Hill then described medical studies that showed overweight and obese people were not statistically more at-risk for heart disease, and that overweight people had significantly lower mortality rates in comparison to those in the “normal” BMI range. She also explained that while persons with BMIs over 35 (Level 2 and 3 Obesity) are associated with higher mortality rates, those in the most common Level 1 Obesity do not have higher mortality rates.

“You cannot, ever, tell whether a person is healthy by the way they look,” Hill said. “We assume that we can, but you cannot.”

Swan then read from his paper, “Binaries, Love and Hate, Fatphobia, and Thin Privilege.” In it, Swan pulls from his field of expertise, early modern english literature, to show examples of a time before the body size stigma of today.
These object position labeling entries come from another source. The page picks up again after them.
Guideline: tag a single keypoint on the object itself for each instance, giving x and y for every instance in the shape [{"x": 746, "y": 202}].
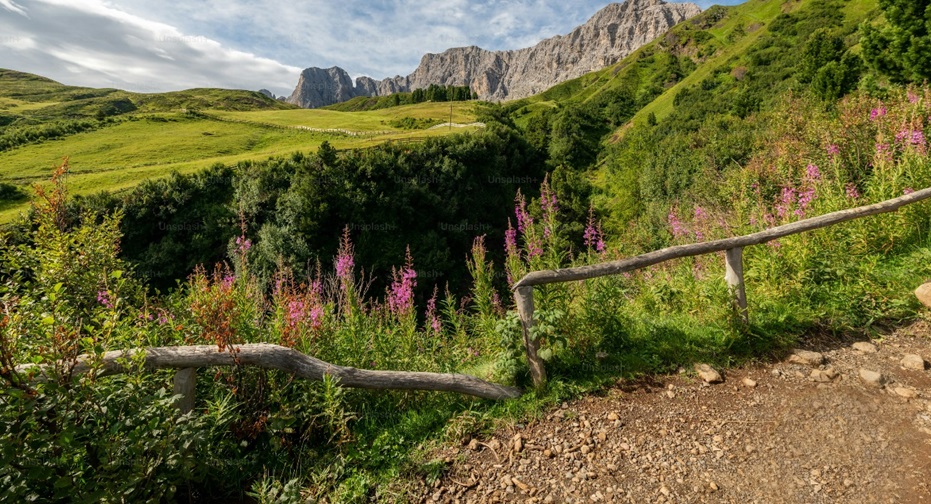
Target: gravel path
[{"x": 791, "y": 432}]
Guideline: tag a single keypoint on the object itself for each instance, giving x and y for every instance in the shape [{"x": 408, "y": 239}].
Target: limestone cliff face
[{"x": 610, "y": 35}]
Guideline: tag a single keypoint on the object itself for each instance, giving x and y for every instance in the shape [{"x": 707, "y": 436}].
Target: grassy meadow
[{"x": 162, "y": 135}]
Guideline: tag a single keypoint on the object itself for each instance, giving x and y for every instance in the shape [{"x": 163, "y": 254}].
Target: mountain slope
[{"x": 606, "y": 38}]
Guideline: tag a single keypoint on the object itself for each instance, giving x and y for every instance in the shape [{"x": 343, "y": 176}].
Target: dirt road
[{"x": 796, "y": 431}]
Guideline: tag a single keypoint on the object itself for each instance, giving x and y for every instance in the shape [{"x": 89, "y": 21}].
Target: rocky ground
[{"x": 840, "y": 421}]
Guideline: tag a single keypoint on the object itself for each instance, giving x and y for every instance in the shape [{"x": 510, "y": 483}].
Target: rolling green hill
[{"x": 115, "y": 139}]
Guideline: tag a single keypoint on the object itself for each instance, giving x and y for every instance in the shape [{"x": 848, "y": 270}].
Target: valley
[{"x": 389, "y": 232}]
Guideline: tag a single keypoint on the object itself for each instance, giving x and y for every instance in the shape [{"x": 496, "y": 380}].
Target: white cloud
[
  {"x": 88, "y": 42},
  {"x": 13, "y": 7},
  {"x": 150, "y": 45}
]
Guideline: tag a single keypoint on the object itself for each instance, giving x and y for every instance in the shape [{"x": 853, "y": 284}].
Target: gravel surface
[{"x": 851, "y": 425}]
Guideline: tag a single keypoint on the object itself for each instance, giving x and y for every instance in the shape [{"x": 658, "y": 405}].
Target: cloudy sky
[{"x": 162, "y": 45}]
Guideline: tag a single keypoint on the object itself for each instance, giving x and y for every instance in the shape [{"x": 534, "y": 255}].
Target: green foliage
[
  {"x": 411, "y": 123},
  {"x": 901, "y": 48}
]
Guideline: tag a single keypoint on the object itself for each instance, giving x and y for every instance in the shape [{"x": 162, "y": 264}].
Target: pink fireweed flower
[
  {"x": 228, "y": 280},
  {"x": 548, "y": 201},
  {"x": 786, "y": 201},
  {"x": 534, "y": 248},
  {"x": 103, "y": 297},
  {"x": 401, "y": 295},
  {"x": 345, "y": 258},
  {"x": 804, "y": 199},
  {"x": 678, "y": 229},
  {"x": 812, "y": 172},
  {"x": 510, "y": 240},
  {"x": 432, "y": 319},
  {"x": 592, "y": 231},
  {"x": 243, "y": 244},
  {"x": 316, "y": 317},
  {"x": 524, "y": 220},
  {"x": 295, "y": 313},
  {"x": 852, "y": 192}
]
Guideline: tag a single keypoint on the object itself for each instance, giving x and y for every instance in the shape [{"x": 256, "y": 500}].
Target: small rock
[
  {"x": 523, "y": 486},
  {"x": 820, "y": 376},
  {"x": 871, "y": 378},
  {"x": 708, "y": 374},
  {"x": 924, "y": 294},
  {"x": 865, "y": 347},
  {"x": 806, "y": 358},
  {"x": 907, "y": 393},
  {"x": 913, "y": 362}
]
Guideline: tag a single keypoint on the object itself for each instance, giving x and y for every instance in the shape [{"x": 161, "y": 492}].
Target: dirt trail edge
[{"x": 847, "y": 422}]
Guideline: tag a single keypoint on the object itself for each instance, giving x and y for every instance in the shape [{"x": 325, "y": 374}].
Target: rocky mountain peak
[{"x": 611, "y": 34}]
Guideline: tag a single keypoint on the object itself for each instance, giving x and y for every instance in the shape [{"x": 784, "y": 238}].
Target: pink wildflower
[
  {"x": 345, "y": 258},
  {"x": 852, "y": 192},
  {"x": 678, "y": 229},
  {"x": 878, "y": 112},
  {"x": 242, "y": 244},
  {"x": 510, "y": 240},
  {"x": 524, "y": 220},
  {"x": 103, "y": 297},
  {"x": 812, "y": 172},
  {"x": 401, "y": 295}
]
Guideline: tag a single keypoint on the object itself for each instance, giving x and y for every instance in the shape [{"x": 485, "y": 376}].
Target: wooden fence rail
[
  {"x": 188, "y": 358},
  {"x": 523, "y": 289}
]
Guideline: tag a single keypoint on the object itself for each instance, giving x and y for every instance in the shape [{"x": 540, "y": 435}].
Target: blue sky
[{"x": 161, "y": 45}]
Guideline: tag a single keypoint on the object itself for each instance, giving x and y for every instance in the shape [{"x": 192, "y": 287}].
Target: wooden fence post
[
  {"x": 524, "y": 299},
  {"x": 185, "y": 382},
  {"x": 735, "y": 281}
]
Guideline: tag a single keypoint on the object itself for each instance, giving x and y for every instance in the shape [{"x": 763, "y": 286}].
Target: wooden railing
[{"x": 523, "y": 289}]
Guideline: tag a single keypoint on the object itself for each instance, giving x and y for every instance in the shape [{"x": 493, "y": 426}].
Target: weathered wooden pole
[
  {"x": 735, "y": 281},
  {"x": 185, "y": 382},
  {"x": 523, "y": 296},
  {"x": 265, "y": 356}
]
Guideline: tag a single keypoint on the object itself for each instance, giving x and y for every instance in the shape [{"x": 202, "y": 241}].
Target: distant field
[
  {"x": 375, "y": 120},
  {"x": 155, "y": 144}
]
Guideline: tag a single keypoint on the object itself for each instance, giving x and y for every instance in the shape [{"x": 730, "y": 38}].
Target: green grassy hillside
[{"x": 115, "y": 139}]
Swan described that in the “love culture” of the seventeenth century, moderation, in eating or otherwise, was the ideal, yet fatness was written and recorded as desirable and respectable. He compared this ideology with postmodern “fat scholars” who embrace similarly love-centered fields of thought to combat the “mechanically modern” anti-fat sentiments, as earlier described by Hill, the BMI scale and mainstream medical beliefs.

“In late capitalism, in late modernity,” Swan read, “the only liberation, including the liberation of genuine understanding, comes from being defiant.”

The final thirty minutes of the event were dedicated to answering questions from the audience. The three panel members responded with additional discourse about their research as well as perspectives on societal weight-based bias.

This event was held by UNI’s Office of Research & Sponsored Programs and co-sponsored by the Center for Excellence in Teaching and Learning.